Dr. Guertal reviewed articles from many research journals where turfgrass scientists publish their work, including Agronomy Journal, Crop Science, HortScience and Weed Technology. The author most frequently cited in those columns was Peter Dernoeden, Ph.D., professor emeritus at the University of Maryland, who, incidentally, was my doctoral adviser. On behalf of your loyal readers, thank you, Dr. Guertal, for your wonderfully written and insightful contributions to GCM. It is an honor and a privilege to carry on this column and retain the “Verdure” name and tradition.
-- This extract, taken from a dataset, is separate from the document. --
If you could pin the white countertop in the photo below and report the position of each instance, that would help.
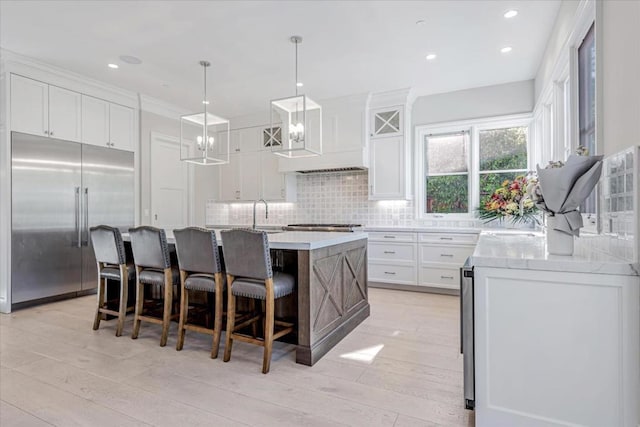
(294, 240)
(527, 251)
Dr. Guertal liked to begin each new year with a look at turfgrass research published “waaaay back.” In her honor, let’s take a look at one of her earlier research publications.
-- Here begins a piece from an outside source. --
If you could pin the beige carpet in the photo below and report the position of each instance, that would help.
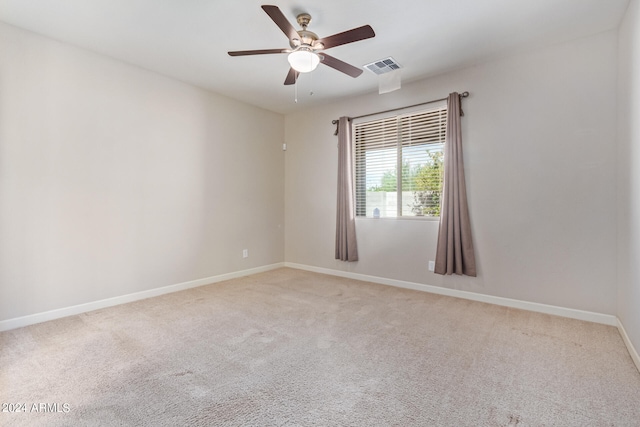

The topic is boron, a chemical element designated by the letter B. Most boron is used in fiberglass for insulation, polymers, ceramics and borosilicate glass. Boron is also an essential plant nutrient, with borax and boric acid compounds used as fertilizers.

One experiment was conducted in the greenhouse at Auburn University and initiated in December 1998. One-inch-diameter (2.54-centimeter-diameter) containers were filled with a root-zone mix of 85% sand and 15% reed sedge peat, and seeded with three creeping bentgrass cultivars (Crenshaw, Dominant and SR1020). When the seedlings were 21 days old, emerged plants were removed to leave only one per container. A boric acid fertilizer solution in 1 fluid ounce (30 milliliters) water was applied to each container once a week for eight consecutive weeks at 0, 0.5, 1, 2 or 3 parts per million (0, 0.5, 1, 2 or 3 milligrams/kilogram) boron. Eight weeks after that, seedlings were removed, and shoot and root growth were measured. With three creeping bentgrass cultivars and five boron rates arranged with multiple replications, a total of 600 containers (or “plots”) were used for this study.

Key finding: For all three creeping bentgrass cultivars, increasing applied boron resulted in more turf growth (measured as shoot oven-dry weight), but root growth was not affected (oven-dry weight), there was no effect on turf color, and no turf injury was observed among any of the treatments.

A second study was conducted at the Auburn University Turfgrass Research Facility on a putting green grown in loamy sand, with 18-month-old plots of nine creeping bentgrass cultivars: Crenshaw, Dominant, L-93, Penncross, Penn A-2, Penn G-1, Penn G-2, Penn G-6 and SR1020. Boron was applied as sodium borate (20.5% boron) in 50 gallons water carrier/acre (468 liters/hectare) at 0, 0.5, 1 or 2 pounds/acre/year (0, 0.55, 1.1 or 2.2 kilograms/hectare/year). Each cultivar received 12 monthly applications in four replications from March 1999 through June 2001.

Key finding: Applying up to 2 pounds/acre/year of boron as fertilizer had no effect on turf growth, turf density, turf color or thatch for all the cultivars, and no turf injury was observed among any of the treatments.

Why is boron listed on soil test reports? Plant-available boron in soil takes the form of boric acid, which comes from decomposing organic matter. Boron is not bound to clay or organic matter and can leach like nitrogen. In agricultural crops, boron deficiency can occur in coarse-textured soils low in organic matter, and some forage crops, some vegetables and sugar beets are sensitive to low levels of boron in the soil. A soil test report will typically include a boron recommendation for those crops. Boron is normally present in dry turf tissues in a range of 6 to 30 parts per million (6 to 30 milligrams/kilogram).

In 1923, British botanist Katherine Warington was the first to identify boron as an essential plant nutrient. Although the exact function of boron in plants is not fully understood, plant physiologists have shown it plays a critical role in cell wall synthesis and structure.

Source: Guertal, E.A. 2004. Boron fertilization of bentgrass. Crop Science 44(1):204-208 (

Mike Fidanza is a professor of plant and soil science in the Division of Science at the Penn State University Berks Campus in Reading, Pa. He is a 19-year member of GCSAA.